About Pound Sterling

The Pound Sterling is the currency of the Isle of Man, Great Britain, South Sandwich Islands, Gibraltar, South Georgia and the British Antarctic Territory. It is the original money in use. It’s also known as the sterling or pound sterling and abbreviated as GBP.

The British pound is the fourth most popular currency traded on the forex market. The currencies, which include the US dollar, Japanese yen, euro, and Chinese yuan, make up a basket that assesses the IMF’s unique drawing rights (IMF).

The pound sterling is the currency of Great Britain, and it is printed by the Bank of England. The Bank of England has control over the issuance of banknotes by private banks in Northern Ireland and Scotland. Other countries’ sterling notes are not under the authority of the Bank of England.

The current GBP banknotes include 5, 10, 20, and 50 pounds. The polymer printed notes are made of 5 Pounds, 10 Pounds, and 20 Pounds. Coins come in 1, 2, 5, 10, 20, and 50 pence, 1 GBP and 2 GBP. 100 pence is equivalent to 1 pound.
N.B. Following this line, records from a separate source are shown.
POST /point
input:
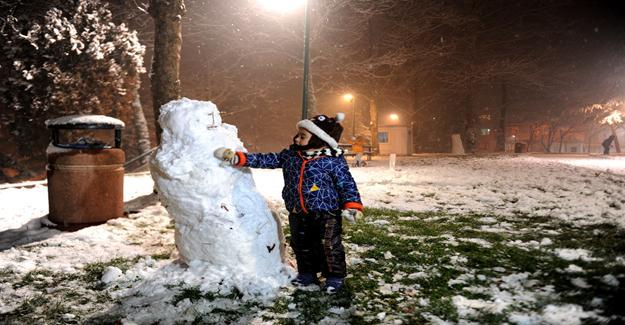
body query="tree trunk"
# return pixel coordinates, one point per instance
(167, 16)
(470, 132)
(501, 132)
(616, 143)
(373, 115)
(141, 128)
(530, 141)
(312, 97)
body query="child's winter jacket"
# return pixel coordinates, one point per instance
(318, 184)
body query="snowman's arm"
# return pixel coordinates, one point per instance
(260, 160)
(345, 185)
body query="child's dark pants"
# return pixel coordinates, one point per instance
(316, 241)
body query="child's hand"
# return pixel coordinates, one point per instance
(227, 155)
(351, 215)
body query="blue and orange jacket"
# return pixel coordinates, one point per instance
(317, 184)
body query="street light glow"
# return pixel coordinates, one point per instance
(281, 6)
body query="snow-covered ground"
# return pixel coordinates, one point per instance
(583, 190)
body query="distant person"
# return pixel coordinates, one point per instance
(358, 149)
(607, 143)
(318, 191)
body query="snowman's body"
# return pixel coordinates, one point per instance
(220, 218)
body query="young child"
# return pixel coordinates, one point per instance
(318, 191)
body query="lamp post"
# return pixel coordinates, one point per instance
(306, 61)
(285, 5)
(350, 98)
History of the British Pound Sterling

The pound fell to a 30-year low on June 24, 2016, after the historic United Kingdom referendum to exit the European Union. More than $2.5 trillion in global equity values were wiped out in the days that followed the decision.
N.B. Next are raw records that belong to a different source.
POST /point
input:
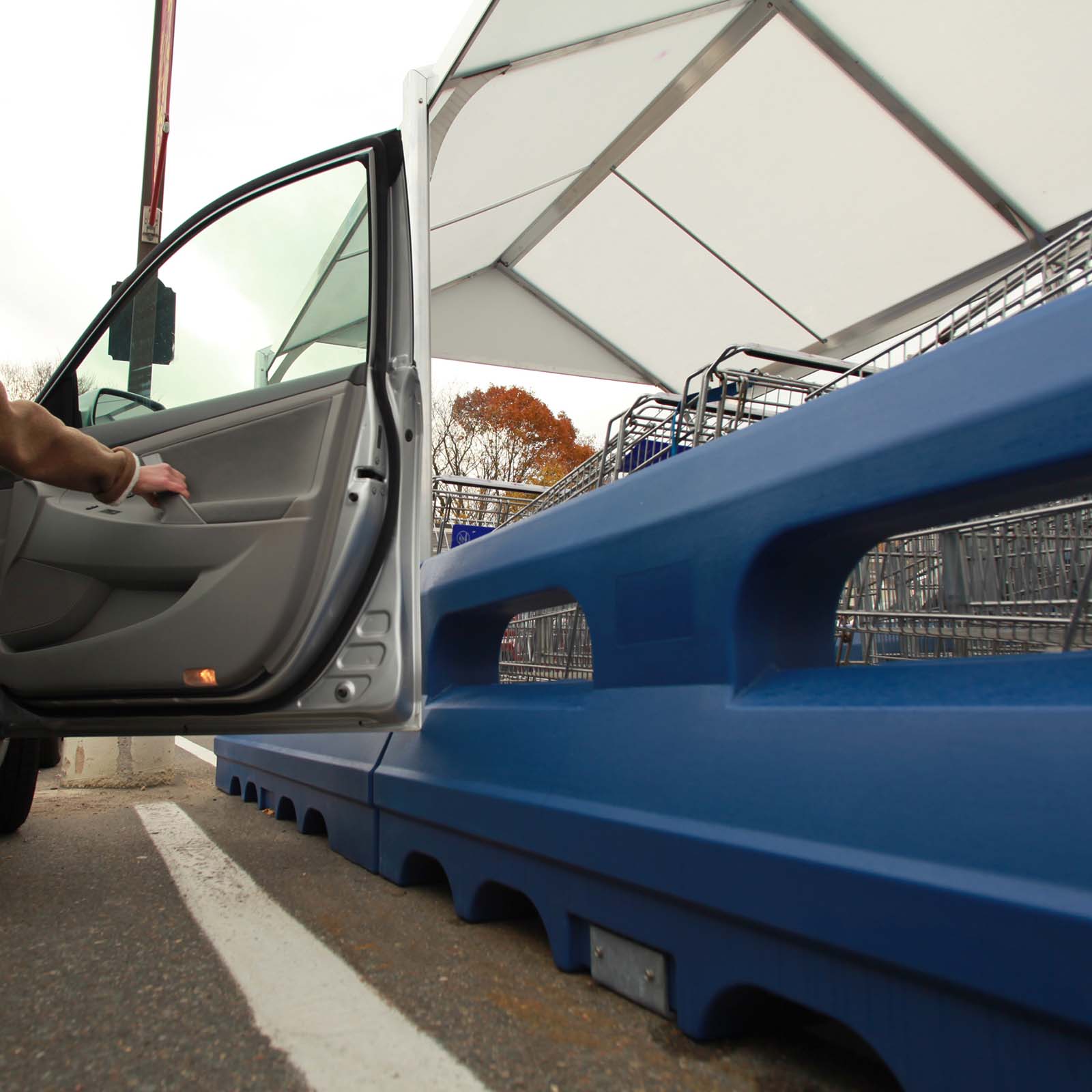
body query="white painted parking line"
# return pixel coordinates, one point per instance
(196, 749)
(336, 1030)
The British currency has a long and eventful history, having suffered numerous ups and downs over its 1,200-year existence. The following timeline chronicles the most significant events in the history of a currency that is still one of the world’s four most traded currencies.

Roman Era

The British pound was formed in continental Europe during the Roman era. It is so called because it is made of “pound” or “weight.” The £ sign originates from an elaborate Libra L.

Anglo Saxon Era

In Anglo-Saxon England, the pound was a unit of money as early as 775 AD, equal to 1 pound weight of silver. In the 8th century, this was a tremendous sum.

928 Era

The name “sterling” was derived from the Latin word for “royal.” The first King of England, Aethelstan, introduced sterling as the country’s official currency. To meet the growing demand, he established mints all across the kingdom.

1694 Era

King William III created the Bank of England to finance his struggle with France after England’s naval defeat at the Battle of Beachy Head in 1690. In just 12 days, £1.2 million was raised, half of this money was used to refit the navy.

1717 Era

For the first time, the United Kingdom defined sterling’s value in terms of gold rather than silver. £4.25 per fine ounce was the official gold price set by Isaac Newton, Master of the Mint, which endured for two centuries, except during the Napoleonic Wars, when payments in gold were halted.

1800’s Era

When Germany switched to the gold standard, it signaled the start of mass international commerce for the first time. The goal was to back the money in circulation with the same amount in real gold reserves.

1914 Era

The United Kingdom abandoned the gold standard in 1914 to help its military efforts. During World War I, the country borrowed large amounts of money and experienced significant inflation. At the end of the war, it had to significantly devalue the pound. £1 = $4.70 in today’s currency.

1925 Era

In 1925, Winston Churchill restored the gold standard at the pre-war rate of £4.86 per dollar. $4.86 equals £1.

1931 Era

The pound plummeted severely after the United Kingdom abandoned the gold standard in 1931. £1 was worth $3.69.

1934 Era

In 1933, the United States devalued the dollar and the pound rose to its peak. £1 was worth $5 at that time.

1940 Era

During World War II, the British government decided to link the pound’s value to the dollar when its value fell by more than 20%. £1 was worth $4.03 in today’s money.

1967 Era

A 14 percent drop in the value of the British pound prompted an economic crisis that necessitated a pound devaluation by more than 14%. £1 is now worth $2.40.

1971 Era

The British pound was allowed to float freely in 1971, along with several other currencies. Market forces were given preference over artificial pegs as a result of this decision. In 1990, the United Kingdom considered attaching the value of the British pound to the deutsche mark, but they quickly abandoned this idea. The European Union’s common currency, the euro, was introduced in 2002. Instead of adopting it, the United Kingdom kept GBP as its national money.

British Monetary Policy

The Bank of England is authorized by the British government to manage the supply of money and set monetary policy for the pound sterling. It controls the issuance of banknotes in Wales and England, as well as their circulation, via seven approved banks in Northern Ireland and Scotland.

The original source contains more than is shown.